Genç yetenek Ayşenaz diyor ki: “Geleceğin bilim insanı ve sanatçısı olmak istiyorum”

Selam, adım Ayşenaz Anbarpınar. Ata Ortaokulu’nda 7.sınıf öğrencisiyim.

Resme ilgim nasıl başladı? Niçin çiziyorum?

Beş yaşındayken harika eserler çıkarıp çılgın resimler çizmiyordum;
beş yaşındaki bir çocuk gibi çiziyordum. İlkokulda model ve elbise resmi çiziyordum.
Gittiğim misafirliklerde benim için kâğıt kalem isteniyordu. Yazın arkadaşlarımla saatlerce çizip sonra en iyisini belirliyorduk. 5. sınıfta resim derslerine daha özen göstermeye başladığımı fark ettim. Resim için daha çok çabaladığımı anladım. Sonra “tuval” adında bir buluş olduğunu öğrendim ve kalemimi, fırçamı, boyamı kaptığım gibi tuvale çizdim bu sefer. Çizgi roman okumayı ve karakterlerini sevdiğim için figür çizdim. Manzara resimleri yaptım. Yarışmalara katıldım. Öğretmenlerimin bana yol açması etkili  oldu.

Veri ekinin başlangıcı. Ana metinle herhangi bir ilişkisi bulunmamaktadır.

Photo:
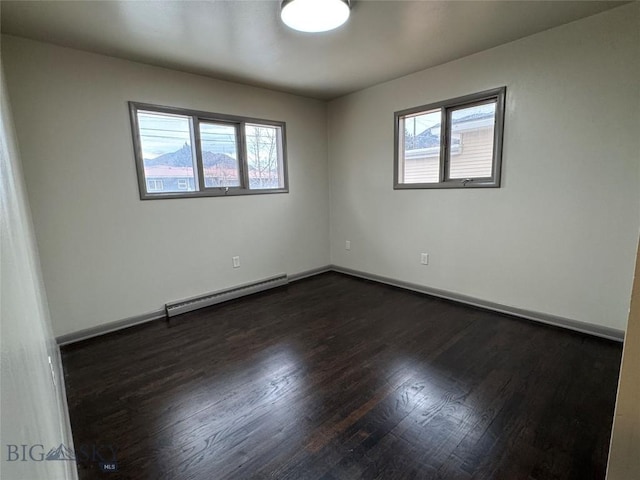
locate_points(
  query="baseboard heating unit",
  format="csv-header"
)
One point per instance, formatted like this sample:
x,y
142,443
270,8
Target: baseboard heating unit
x,y
208,299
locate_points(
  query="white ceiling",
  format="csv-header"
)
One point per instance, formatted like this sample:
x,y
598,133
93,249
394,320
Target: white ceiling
x,y
245,41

Soran olursa genellikle cevabım sevgili Alan Moore gibi “Çiziyoruz işte bir şeyler…” Kısaca kendimi ifade etmek için çiziyorum, inanıyorum ki duygularla çizilen her resim, portre oturan kişinin veya çizilen manzaranın değil çizen kişinin resmidir. Oturan kişi ya da manzara, tevafuk, bir fırsattır. Çizerin kendini anlatması için bir fırsat… Renklerin birleşimi ışık, gölgeler, çizerin kişiliğini
gösterir.

Gelecekte hangi mesleği düşünüyorum?

Hangi mesleği düşündüğüm konusunda çok kararsızım galiba. Sevdiğimiz şeyleri yapmalıyız. Ama ben çok fazla şey seviyorum. Kitapları çok seviyorum. Fransızca ve İngilizce ile ilgili da olabilir mesleğim; yazılımla ilgili… Uzayla, karadeliklerle, kuantum mekaniği gibi konulara fazla ilgiliyim.
Ben fizik fakültesi okuyup, iş imkânı bulamayıp boş boş dolaşacağım galiba… Demek istemiyorum, sevdiğim şeyi yapacağım.Çalışma ortamımda deney tüpleri, teoriler yazılı tahtalar olmalı. Bilim insanı, fizikçi, simyacı artık neyse işte.

Güzel sanatlar fakültesine gitmek istiyor muyum?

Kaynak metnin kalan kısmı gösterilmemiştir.